Low Energy Architecture

1. Ultra Low Energy House

The Ultra low energy house has various low energy architecture features suitable for the tropical climate condition such as natural ventilation, day lighting and shading. Renewable energy system has been incorporated such as a photovoltaic thermal solar collector for simultaneous production of electricity and hot water.


2. Daylighting Systems and Sky Simulator

A light pipe system using fibre optics for core daylighting has been designed, fabricated and evaluated. The system consists of a collector, transporter and distributor. The compound parabolic collector (CPC) has been chosen for the design as it does not require any mechanical parts to operate it. The CPC has the capability to collect light at any position of the sun’s declination and during any sky condition, and therefore is deemed suitable for the Malaysian sky. The CPC is designed to be fixed to a light pipe that will transport and distribute the light into a building’s interior.

Testing under real skies proves to be very difficult due to the dynamic nature of the sky. Sky simulators are therefore a good substitute for the real sky. The luminance and illuminance produced by the artificial sky can be adjusted to the correct levels during experiments. Sky simulators that have been built around the world are either box-type or domed. A team of local researchers has built a box sky. In addition the team is building a half-dome simulator for more advanced research into innovative daylighting technologies. Such sky simulators are also used for scale modeling at the pre-design stage of daylight buildings. The daylight factor can be obtained by taking the ratio of the readings on the lux meter inside the model building and the lux reading outside of the building.
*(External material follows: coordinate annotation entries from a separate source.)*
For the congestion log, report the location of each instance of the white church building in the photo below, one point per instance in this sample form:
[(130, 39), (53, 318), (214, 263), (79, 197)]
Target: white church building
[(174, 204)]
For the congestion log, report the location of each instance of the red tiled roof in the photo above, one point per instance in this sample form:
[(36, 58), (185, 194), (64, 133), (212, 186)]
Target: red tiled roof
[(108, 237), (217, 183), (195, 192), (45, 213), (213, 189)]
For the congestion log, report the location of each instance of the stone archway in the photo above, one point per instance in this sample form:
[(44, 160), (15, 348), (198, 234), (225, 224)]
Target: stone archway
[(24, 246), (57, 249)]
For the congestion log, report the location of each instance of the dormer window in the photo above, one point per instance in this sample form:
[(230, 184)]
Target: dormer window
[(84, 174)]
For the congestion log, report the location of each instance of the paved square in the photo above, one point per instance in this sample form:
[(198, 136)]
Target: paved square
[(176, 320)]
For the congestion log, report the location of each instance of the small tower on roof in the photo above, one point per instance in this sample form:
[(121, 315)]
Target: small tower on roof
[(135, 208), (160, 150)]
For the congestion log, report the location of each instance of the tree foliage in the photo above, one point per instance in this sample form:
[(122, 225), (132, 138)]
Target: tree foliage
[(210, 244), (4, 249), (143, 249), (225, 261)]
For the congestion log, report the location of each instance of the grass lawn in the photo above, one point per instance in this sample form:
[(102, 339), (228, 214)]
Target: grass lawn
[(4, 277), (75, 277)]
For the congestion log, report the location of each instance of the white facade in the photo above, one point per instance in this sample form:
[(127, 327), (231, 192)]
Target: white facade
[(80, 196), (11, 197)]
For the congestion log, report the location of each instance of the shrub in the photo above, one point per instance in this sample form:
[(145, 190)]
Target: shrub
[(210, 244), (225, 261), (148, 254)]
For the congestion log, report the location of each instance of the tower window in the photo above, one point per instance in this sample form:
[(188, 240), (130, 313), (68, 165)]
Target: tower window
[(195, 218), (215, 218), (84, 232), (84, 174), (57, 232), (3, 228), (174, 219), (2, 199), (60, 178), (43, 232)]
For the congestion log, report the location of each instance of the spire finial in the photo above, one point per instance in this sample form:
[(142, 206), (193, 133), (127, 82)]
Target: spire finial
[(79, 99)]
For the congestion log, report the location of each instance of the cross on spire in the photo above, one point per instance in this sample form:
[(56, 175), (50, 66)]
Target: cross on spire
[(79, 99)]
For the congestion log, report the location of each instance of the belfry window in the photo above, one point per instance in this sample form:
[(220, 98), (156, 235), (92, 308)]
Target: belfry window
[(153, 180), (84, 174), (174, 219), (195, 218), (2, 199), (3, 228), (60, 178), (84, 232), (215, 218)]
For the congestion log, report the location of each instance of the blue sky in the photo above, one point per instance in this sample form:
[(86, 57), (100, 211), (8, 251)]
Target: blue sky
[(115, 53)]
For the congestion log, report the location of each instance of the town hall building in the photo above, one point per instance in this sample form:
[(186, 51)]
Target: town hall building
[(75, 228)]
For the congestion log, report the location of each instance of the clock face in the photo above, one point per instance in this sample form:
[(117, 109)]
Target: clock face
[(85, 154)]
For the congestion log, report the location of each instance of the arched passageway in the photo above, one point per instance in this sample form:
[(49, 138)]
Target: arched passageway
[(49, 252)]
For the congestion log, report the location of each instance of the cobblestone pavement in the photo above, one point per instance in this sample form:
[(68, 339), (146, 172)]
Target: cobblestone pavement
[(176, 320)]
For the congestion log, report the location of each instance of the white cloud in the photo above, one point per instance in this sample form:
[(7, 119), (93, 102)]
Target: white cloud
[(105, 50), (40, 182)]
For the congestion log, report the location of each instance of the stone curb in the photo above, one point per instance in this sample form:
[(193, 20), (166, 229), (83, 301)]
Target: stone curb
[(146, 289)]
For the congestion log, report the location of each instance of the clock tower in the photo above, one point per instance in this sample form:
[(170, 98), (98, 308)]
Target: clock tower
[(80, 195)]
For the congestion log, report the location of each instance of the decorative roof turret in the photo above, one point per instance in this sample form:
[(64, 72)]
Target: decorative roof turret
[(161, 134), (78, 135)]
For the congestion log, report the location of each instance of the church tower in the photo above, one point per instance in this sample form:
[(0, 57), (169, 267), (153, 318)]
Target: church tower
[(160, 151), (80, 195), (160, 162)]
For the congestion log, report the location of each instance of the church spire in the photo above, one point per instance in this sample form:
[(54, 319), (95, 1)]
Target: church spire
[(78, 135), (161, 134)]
3. Indoor Air Quality and Thermal comfort Studies

To have “thermal comfort” means that a person wearing a normal layer of clothing feels neither too cold nor too warm. Such comfort is important both for one’s well-being and for productivity in office work, and can be achieved only when the air temperature, humidity and air movement are within the specified range, which is often referred to as the “comfort zone”. Where air movement is virtually absent and when relative humidity can be kept at about 50%, the ambient temperature becomes the most critical and debated factor for maintaining thermal comfort. However, temperature preferences vary greatly among individuals and there is no one temperature that can satisfy everyone. Nevertheless, it is fair to say that an office, which is too warm makes its occupants feel tired. On the other hand, one that is too cold causes the occupants’ attention to drift, making them restless and easily distracted. Workers begin worrying about how to get warm again. Maintaining constant thermal conditions in the offices is important. Even minor deviation from comfort may be stressful and lead to impaired performance and safety. Conversely, workers who are under stress are less tolerant to uncomfortable conditions. Several studies have been conducted including a low energy office and the Istana Istana Lama Muzium Diraja Seri Menanti . The instrument used has the capability of measuring thermal comfort, cross wind ventilation, indoor noise exposure and indoor illumination levels . Other instrument includes an infrared thermometer.


4. Radiative Cooling

Using a building’s roof to take advantage of radiation to the night sky as a heat sink has been long identified as a potentially productive means to reduce space cooling. Radiative cooling to the night sky is based on the principle of heat loss by long-wave radiation from one surface to another body at a lower temperature. In the case of buildings, the cooled surfaces are those of the building shell and the heat sink is the sky since the sky temperature is lower than the temperature of most earth bound objects. Night cooling resource is large and enticing for residential energy-efficiency applications. On a clear night, a typical sky-facing surface at 27°C will cool at a rate of 60W/m2.